Consider what has happened to most consumer products over the years largely due to the attention that corporations now pay to market demand. Products overall have improved in quality and features, while coming down in price. Anyone could give examples of that. In a competitive market driven economy, the consumer is king and queen. The corporation doesn’t decide what’s good enough for you. Not if it wants a successful brand. You have choices. If one corporation won’t produce a higher quality brand with more features at a lower price, another one will. That’s the case in most industries nowadays, but is it the case in the news industry?

In an ideal world, a competitive consumer driven news industry would translate into more news, higher quality news, and all of that at a lower price to the consumer. In some ways, that’s exactly what has happened.

News is far more available today than it was thirty years ago when most people had their choices limited to three TV networks, one or two local newspapers, a handful of national newspapers, and several magazines. Today, we are flooded with news outlets. The price of most newspapers and magazines has dropped too, at least in terms of percent of income. That leaves us with quality. Has it gone up?

Of course, that depends on what you mean by quality. The news industry is no different than any other industry: Quality is what the consumers think of as quality. Quality has indeed gone up – in the minds of most consumers. And therein lies the problem.

What the market thinks of as quality news is problematic for anyone concerned with truth, for truth is not what the market thinks of as quality. If that’s the case, then what does the market think of as quality?

So far as I know, no one has yet come up with an exact term for what the market thinks of as quality when it comes to the news. The best I can do is a phrase: “comfortably entertaining”. That phrase covers the two things people most demand these days when it comes to what they will consider quality news. The word “entertaining” is self-explanatory. So, let’s deal with “comfort”.

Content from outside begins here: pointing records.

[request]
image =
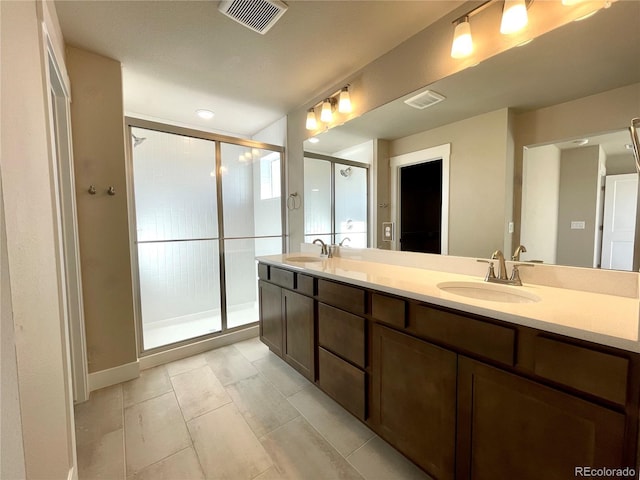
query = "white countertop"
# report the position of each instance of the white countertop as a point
(601, 318)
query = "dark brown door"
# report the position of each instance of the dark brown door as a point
(421, 207)
(271, 330)
(510, 427)
(413, 401)
(299, 332)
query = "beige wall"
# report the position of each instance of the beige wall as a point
(32, 254)
(578, 202)
(479, 175)
(421, 60)
(541, 188)
(99, 156)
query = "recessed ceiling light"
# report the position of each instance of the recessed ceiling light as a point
(205, 114)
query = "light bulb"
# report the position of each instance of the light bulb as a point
(344, 102)
(514, 16)
(462, 45)
(325, 114)
(312, 124)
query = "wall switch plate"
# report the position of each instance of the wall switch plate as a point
(577, 225)
(387, 231)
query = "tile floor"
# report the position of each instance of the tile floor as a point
(237, 412)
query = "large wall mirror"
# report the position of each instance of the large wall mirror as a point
(572, 92)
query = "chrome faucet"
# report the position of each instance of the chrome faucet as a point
(323, 247)
(514, 279)
(516, 254)
(502, 268)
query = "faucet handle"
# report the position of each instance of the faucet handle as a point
(491, 273)
(515, 272)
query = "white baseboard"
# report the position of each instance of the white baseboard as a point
(185, 351)
(112, 376)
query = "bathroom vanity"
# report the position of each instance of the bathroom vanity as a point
(510, 384)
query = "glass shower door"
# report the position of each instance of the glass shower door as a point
(252, 213)
(176, 236)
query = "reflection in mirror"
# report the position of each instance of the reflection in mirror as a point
(579, 202)
(336, 199)
(480, 118)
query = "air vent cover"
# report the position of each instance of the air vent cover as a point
(424, 99)
(258, 15)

People want their news to be comfortable in the sense they want it to confirm their existing view of the world. They certainly don’t want it to throw them to the wolves of doubt, uncertainty, and confusion. Unfortunately, the truth can do that at times. And when that happens, the truth – increasingly – gets thrown overboard to make room for what the market really wants, and what it really considers high quality news: comfortable entertainment.

None of this is going to change. On the contrary, it will almost certainly accelerate. As the news industry becomes increasingly more sophisticated in gathering data on what the market wants, we will see the most popular news brands become increasingly divorced from truth. To be sure, they will retain the semblance of truth in their reports, but the substance will be largely purged. In the end, it will only be news outlets that cater to limited niche markets that accurately and honestly report the news. Those “high-end” outlets will have nowhere near the demand for them as the mainstream outlets. At best, those high-end outlets will be just as respected for quality – and just as unpopular with the majority of consumers – as is Mercedes Benz in automobiles.

5 comments:

Mystic Wing said...

Great commentary, Paul. I see few signs that a market-driven economy does much to stimulate quality—unless you define quality as that which is cheapest, most digestible, and most entertaining. Everywhere I look, it appears that the gap between excellence and mediocrity is growing, with mediocrity winning most of the chips. This seems to be true in business, in art, in politics....

Paul said...

Thanks, Mystic! Those are good points! It seems to me you're right: in a market driven economy, the biggest brands are pap.

I'm toying with the notion of doing a follow up to this in which I look beyond the news and branch out to other areas and implications the market driven economy has for us.

Brendan said...

Have you ever seen the movie "Network" Paul?

The purpose of press in our constitutional system is to be the eyes and ears of the people to allow them to oversee the activities of their government as informed members of the electorate. It is not for commerce or to tell people what they want to hear.

We have a real problem when media, corporatism and government are merging into a single entity. The people are blinded.

Paul said...

Thanks, Brendan! I think you're spot on there.

"Network" is brilliant! And prophetic.

I think one way my analysis differs from the analysis given in "Network" is that I see the news not only becoming entertainment, but "comforatable" entertainment: News that feeds us what we want to believe about the world, that never challenges us to re-think what we already believe in any meaningful way.

For instance, so long as Bush's poll ratings were good, the media was his lapdog, no matter what blunders he made, because the media knows you can't sell a news product no one wants to hear in a market driven economy.

When you combine that with the merger and blending of coroporations, the media, and the government (that you've mentioned), you've got a "perfect storm". In other words, lots of forces are coming together to deprive the people of their eyes and ears.